Thursday, October 15, 2015

Ancaman Kaum Quraisy

     
Ancaman Kaum Kafir Quraisy
   
Para tokoh Quraisy kembali mendatangi Abü Thâlib. “Wahai Abu Thâlib! Kami menghargai usia, kebangsawanan, dan kedudukanmu. Kami juga telah memintamu untuk menghentikan kegiatan kemenakanmu itu, tapi engkau tidak melakukannya. Demi Allah! Kami tak mampu bersabar atas perbuatan mencela nenek moyang kami, membuyarkan impian kami, dan mencemooh tuhan-tuhan kami, hingga engkau mencegahnya sendiri atau kami yang akan membuat perhitungan dengannya dan denganmu sekaligus. Setelah itu, kita akan melihat siapa di antara kita yang akan binasa.”

     Ancaman keras itu sempat membuat nyali Abu Thâlib ciut. Dia menemui Rasulullah saw. 

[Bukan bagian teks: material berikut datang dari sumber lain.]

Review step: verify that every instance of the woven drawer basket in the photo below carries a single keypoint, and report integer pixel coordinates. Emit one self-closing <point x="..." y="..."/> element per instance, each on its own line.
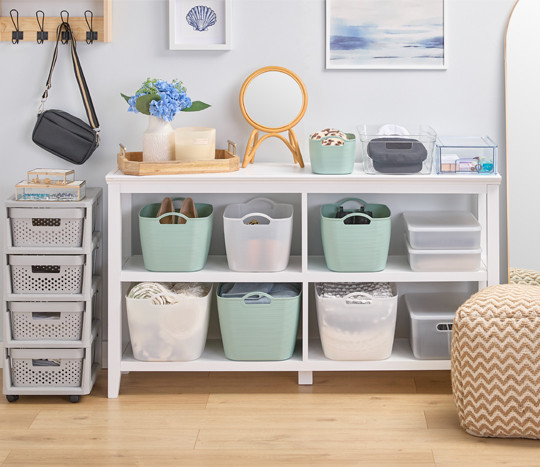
<point x="495" y="354"/>
<point x="46" y="320"/>
<point x="47" y="367"/>
<point x="46" y="227"/>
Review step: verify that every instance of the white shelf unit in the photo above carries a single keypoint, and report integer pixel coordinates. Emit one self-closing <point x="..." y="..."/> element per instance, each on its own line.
<point x="127" y="267"/>
<point x="91" y="295"/>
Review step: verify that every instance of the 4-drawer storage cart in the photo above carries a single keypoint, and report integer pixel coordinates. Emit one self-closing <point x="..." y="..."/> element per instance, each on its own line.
<point x="52" y="296"/>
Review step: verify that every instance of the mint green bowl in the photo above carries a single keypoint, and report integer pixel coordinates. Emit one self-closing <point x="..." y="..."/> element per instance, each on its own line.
<point x="355" y="247"/>
<point x="175" y="247"/>
<point x="258" y="331"/>
<point x="332" y="160"/>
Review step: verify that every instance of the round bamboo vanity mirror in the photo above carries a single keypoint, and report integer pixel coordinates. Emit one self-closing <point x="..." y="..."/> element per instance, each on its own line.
<point x="273" y="100"/>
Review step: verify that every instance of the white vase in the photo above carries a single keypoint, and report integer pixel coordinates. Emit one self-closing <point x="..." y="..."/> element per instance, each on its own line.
<point x="158" y="141"/>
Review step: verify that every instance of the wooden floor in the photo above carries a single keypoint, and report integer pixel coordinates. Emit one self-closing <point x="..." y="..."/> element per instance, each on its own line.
<point x="392" y="418"/>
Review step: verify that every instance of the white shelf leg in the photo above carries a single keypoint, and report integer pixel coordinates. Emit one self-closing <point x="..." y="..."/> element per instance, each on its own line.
<point x="492" y="228"/>
<point x="114" y="292"/>
<point x="305" y="378"/>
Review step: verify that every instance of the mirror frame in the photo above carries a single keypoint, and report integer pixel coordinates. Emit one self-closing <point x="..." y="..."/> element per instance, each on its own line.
<point x="254" y="141"/>
<point x="268" y="129"/>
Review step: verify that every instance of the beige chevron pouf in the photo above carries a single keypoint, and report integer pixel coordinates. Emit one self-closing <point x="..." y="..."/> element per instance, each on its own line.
<point x="495" y="355"/>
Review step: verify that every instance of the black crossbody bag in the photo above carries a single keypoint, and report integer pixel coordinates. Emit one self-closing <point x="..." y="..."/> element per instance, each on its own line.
<point x="59" y="132"/>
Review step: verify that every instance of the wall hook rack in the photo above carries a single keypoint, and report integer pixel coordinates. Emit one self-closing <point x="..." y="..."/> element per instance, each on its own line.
<point x="41" y="35"/>
<point x="16" y="35"/>
<point x="91" y="35"/>
<point x="65" y="19"/>
<point x="17" y="27"/>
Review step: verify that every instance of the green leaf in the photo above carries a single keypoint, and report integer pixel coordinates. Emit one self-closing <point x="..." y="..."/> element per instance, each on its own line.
<point x="143" y="103"/>
<point x="196" y="106"/>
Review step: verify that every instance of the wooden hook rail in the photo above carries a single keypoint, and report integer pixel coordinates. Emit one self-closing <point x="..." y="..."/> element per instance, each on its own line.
<point x="29" y="26"/>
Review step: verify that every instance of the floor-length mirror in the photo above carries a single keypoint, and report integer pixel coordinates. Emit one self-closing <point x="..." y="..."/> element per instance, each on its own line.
<point x="522" y="131"/>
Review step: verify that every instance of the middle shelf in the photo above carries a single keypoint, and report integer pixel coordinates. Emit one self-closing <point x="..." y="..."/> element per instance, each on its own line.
<point x="217" y="270"/>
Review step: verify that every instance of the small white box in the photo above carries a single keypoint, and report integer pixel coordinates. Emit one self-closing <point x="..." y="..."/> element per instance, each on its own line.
<point x="442" y="230"/>
<point x="431" y="317"/>
<point x="358" y="326"/>
<point x="444" y="260"/>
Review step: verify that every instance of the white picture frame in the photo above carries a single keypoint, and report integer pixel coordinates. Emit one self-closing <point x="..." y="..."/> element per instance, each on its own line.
<point x="208" y="26"/>
<point x="386" y="34"/>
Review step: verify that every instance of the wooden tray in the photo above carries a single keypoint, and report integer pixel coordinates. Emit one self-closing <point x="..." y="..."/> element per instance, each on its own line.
<point x="131" y="163"/>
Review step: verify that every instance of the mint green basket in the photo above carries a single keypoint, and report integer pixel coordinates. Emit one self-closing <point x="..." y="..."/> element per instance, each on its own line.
<point x="355" y="247"/>
<point x="258" y="331"/>
<point x="175" y="247"/>
<point x="332" y="160"/>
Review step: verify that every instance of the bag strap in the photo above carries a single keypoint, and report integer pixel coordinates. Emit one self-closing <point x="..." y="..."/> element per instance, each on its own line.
<point x="79" y="75"/>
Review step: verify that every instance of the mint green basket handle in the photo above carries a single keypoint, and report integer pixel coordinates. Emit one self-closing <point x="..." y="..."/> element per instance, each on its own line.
<point x="177" y="214"/>
<point x="250" y="294"/>
<point x="358" y="200"/>
<point x="258" y="214"/>
<point x="356" y="214"/>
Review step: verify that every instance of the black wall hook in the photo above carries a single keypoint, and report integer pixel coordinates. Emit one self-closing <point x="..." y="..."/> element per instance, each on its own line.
<point x="16" y="35"/>
<point x="91" y="35"/>
<point x="65" y="35"/>
<point x="41" y="35"/>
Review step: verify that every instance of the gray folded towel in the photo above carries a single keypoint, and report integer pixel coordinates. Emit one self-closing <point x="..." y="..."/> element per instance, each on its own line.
<point x="240" y="289"/>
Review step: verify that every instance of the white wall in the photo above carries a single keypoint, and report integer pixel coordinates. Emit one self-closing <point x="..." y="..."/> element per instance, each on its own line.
<point x="468" y="98"/>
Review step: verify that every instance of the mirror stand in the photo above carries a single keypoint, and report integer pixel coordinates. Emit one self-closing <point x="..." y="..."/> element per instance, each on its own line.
<point x="254" y="142"/>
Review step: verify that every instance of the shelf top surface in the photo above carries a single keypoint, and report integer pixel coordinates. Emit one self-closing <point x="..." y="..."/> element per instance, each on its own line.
<point x="287" y="173"/>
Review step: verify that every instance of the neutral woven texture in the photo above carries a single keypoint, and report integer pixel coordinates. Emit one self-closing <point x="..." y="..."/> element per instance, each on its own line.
<point x="495" y="356"/>
<point x="524" y="276"/>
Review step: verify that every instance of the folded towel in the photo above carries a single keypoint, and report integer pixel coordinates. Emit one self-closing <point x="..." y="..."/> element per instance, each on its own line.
<point x="240" y="289"/>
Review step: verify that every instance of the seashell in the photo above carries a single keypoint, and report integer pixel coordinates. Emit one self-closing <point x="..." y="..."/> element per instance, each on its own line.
<point x="201" y="17"/>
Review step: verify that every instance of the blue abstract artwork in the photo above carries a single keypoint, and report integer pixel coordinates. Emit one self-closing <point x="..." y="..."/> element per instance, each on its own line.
<point x="385" y="34"/>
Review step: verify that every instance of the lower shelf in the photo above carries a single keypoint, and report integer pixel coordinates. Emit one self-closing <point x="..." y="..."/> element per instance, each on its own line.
<point x="213" y="359"/>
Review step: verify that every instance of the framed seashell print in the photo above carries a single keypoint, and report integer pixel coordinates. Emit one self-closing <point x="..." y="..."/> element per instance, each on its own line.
<point x="200" y="24"/>
<point x="386" y="34"/>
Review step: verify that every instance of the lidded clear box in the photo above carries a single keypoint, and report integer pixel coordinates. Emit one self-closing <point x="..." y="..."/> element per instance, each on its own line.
<point x="466" y="155"/>
<point x="397" y="149"/>
<point x="50" y="176"/>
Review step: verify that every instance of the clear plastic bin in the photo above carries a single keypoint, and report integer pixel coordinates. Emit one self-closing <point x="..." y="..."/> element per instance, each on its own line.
<point x="442" y="230"/>
<point x="258" y="235"/>
<point x="431" y="317"/>
<point x="168" y="333"/>
<point x="466" y="155"/>
<point x="358" y="326"/>
<point x="444" y="260"/>
<point x="396" y="149"/>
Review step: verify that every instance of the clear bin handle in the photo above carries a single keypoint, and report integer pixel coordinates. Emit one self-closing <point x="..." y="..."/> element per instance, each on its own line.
<point x="259" y="214"/>
<point x="354" y="295"/>
<point x="263" y="294"/>
<point x="266" y="200"/>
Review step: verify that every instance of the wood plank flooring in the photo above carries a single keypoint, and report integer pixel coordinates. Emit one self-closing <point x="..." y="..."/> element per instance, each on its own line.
<point x="221" y="419"/>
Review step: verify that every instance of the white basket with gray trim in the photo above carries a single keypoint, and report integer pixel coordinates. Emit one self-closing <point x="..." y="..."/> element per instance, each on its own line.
<point x="46" y="367"/>
<point x="46" y="274"/>
<point x="31" y="227"/>
<point x="46" y="320"/>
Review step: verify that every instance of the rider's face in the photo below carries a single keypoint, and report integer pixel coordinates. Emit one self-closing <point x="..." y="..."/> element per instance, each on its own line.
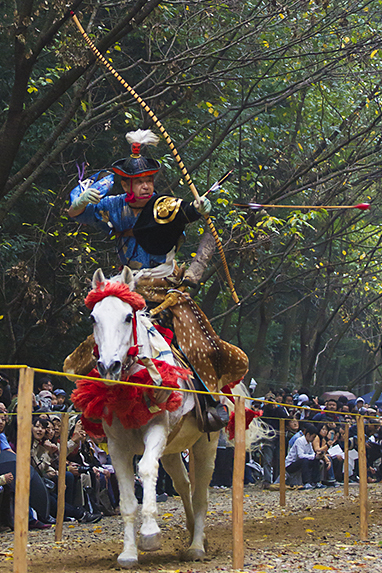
<point x="143" y="188"/>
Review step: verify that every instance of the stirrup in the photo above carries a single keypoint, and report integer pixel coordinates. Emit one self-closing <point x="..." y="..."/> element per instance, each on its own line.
<point x="215" y="418"/>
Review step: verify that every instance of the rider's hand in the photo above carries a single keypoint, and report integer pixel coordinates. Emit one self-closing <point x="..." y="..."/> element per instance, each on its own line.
<point x="203" y="206"/>
<point x="90" y="195"/>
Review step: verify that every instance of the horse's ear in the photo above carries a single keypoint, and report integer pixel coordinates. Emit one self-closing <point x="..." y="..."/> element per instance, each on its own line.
<point x="127" y="277"/>
<point x="98" y="277"/>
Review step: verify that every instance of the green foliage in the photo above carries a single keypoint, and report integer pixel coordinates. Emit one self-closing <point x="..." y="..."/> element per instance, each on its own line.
<point x="287" y="95"/>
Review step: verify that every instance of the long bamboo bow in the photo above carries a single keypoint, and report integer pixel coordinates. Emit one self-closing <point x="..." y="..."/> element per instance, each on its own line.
<point x="174" y="151"/>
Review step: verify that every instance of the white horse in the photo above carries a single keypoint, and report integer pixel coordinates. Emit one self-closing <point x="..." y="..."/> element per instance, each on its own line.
<point x="118" y="328"/>
<point x="164" y="437"/>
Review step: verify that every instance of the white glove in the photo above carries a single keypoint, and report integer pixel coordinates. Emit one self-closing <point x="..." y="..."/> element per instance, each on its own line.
<point x="90" y="195"/>
<point x="203" y="206"/>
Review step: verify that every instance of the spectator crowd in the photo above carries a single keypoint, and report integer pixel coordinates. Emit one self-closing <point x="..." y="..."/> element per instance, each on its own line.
<point x="314" y="442"/>
<point x="314" y="446"/>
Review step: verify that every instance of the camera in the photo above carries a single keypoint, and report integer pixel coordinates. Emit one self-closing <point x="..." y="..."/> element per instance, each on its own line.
<point x="83" y="469"/>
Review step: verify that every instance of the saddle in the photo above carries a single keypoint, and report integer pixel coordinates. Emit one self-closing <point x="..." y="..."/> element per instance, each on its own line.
<point x="211" y="414"/>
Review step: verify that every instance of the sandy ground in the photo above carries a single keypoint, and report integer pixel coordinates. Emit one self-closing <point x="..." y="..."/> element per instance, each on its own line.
<point x="317" y="530"/>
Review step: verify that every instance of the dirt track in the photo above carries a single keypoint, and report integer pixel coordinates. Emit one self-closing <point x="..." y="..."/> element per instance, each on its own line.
<point x="318" y="530"/>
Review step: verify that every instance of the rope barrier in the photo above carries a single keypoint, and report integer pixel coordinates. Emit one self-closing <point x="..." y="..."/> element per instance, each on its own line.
<point x="186" y="390"/>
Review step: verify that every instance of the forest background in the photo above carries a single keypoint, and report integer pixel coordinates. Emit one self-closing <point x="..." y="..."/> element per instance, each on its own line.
<point x="288" y="94"/>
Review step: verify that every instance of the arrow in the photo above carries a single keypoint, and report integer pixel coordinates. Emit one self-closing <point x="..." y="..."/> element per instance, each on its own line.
<point x="216" y="186"/>
<point x="256" y="206"/>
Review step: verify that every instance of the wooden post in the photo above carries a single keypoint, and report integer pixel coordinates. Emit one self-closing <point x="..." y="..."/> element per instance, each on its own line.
<point x="191" y="469"/>
<point x="61" y="476"/>
<point x="346" y="461"/>
<point x="238" y="485"/>
<point x="362" y="478"/>
<point x="24" y="424"/>
<point x="282" y="462"/>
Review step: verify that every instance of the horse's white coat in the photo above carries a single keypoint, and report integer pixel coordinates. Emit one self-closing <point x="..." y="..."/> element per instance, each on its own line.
<point x="114" y="336"/>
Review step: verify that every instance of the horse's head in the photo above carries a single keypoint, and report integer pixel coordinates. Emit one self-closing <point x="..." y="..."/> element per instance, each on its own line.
<point x="114" y="308"/>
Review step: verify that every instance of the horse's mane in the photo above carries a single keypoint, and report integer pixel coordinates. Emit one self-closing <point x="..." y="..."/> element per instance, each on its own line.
<point x="117" y="289"/>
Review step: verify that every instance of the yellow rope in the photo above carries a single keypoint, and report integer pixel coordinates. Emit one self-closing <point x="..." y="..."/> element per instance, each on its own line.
<point x="174" y="151"/>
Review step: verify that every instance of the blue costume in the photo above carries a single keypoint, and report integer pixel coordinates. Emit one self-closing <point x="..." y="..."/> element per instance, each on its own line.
<point x="142" y="241"/>
<point x="145" y="239"/>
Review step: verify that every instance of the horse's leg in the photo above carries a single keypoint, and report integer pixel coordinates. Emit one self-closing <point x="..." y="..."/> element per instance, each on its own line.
<point x="204" y="452"/>
<point x="124" y="469"/>
<point x="174" y="466"/>
<point x="155" y="442"/>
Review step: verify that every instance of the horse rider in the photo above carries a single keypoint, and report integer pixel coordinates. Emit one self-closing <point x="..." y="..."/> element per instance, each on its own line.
<point x="148" y="227"/>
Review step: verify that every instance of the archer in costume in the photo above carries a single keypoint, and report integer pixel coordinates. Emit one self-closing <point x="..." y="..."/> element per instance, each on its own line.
<point x="148" y="227"/>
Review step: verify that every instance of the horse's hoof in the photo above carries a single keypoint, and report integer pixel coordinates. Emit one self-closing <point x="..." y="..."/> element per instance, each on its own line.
<point x="150" y="542"/>
<point x="194" y="554"/>
<point x="127" y="560"/>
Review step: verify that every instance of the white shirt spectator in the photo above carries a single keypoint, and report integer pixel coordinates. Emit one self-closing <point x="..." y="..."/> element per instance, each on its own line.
<point x="300" y="449"/>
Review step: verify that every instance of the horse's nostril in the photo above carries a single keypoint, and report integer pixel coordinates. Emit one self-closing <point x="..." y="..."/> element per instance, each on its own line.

     “Wahaj kemenakanku! Kaummu telah mendatangiku dan mengatakan begini dan begitu. Karena itu, berdiamlah, demi kemaslahatanku dan dirimu sendiri. Janganlah engkau membebaniku dengan sesuatu yang tidak mampu aku lakukan!” 

     Nabi saw mengira bahwa hal itu pertanda pamannya telah mengucilkan dan tidak mampu lagi memberikan perlindungan bagi dirinya. 

     “Wahai pamanku! Demi Allah! Andaikata mereka letakkan matahari di tangan kananku dan bulan di tangan kiriku agar aku meninggalkan agama ini, hingga Allah memenangkannya, atau aku binasa karenanya, aku tidak akan meninggalkan dakwah ini.” 

     Rasulullah saw lalu berdiri dan bersiap untuk pergi. Melihat itu, sang paman memanggil dan menghampiri beliau. 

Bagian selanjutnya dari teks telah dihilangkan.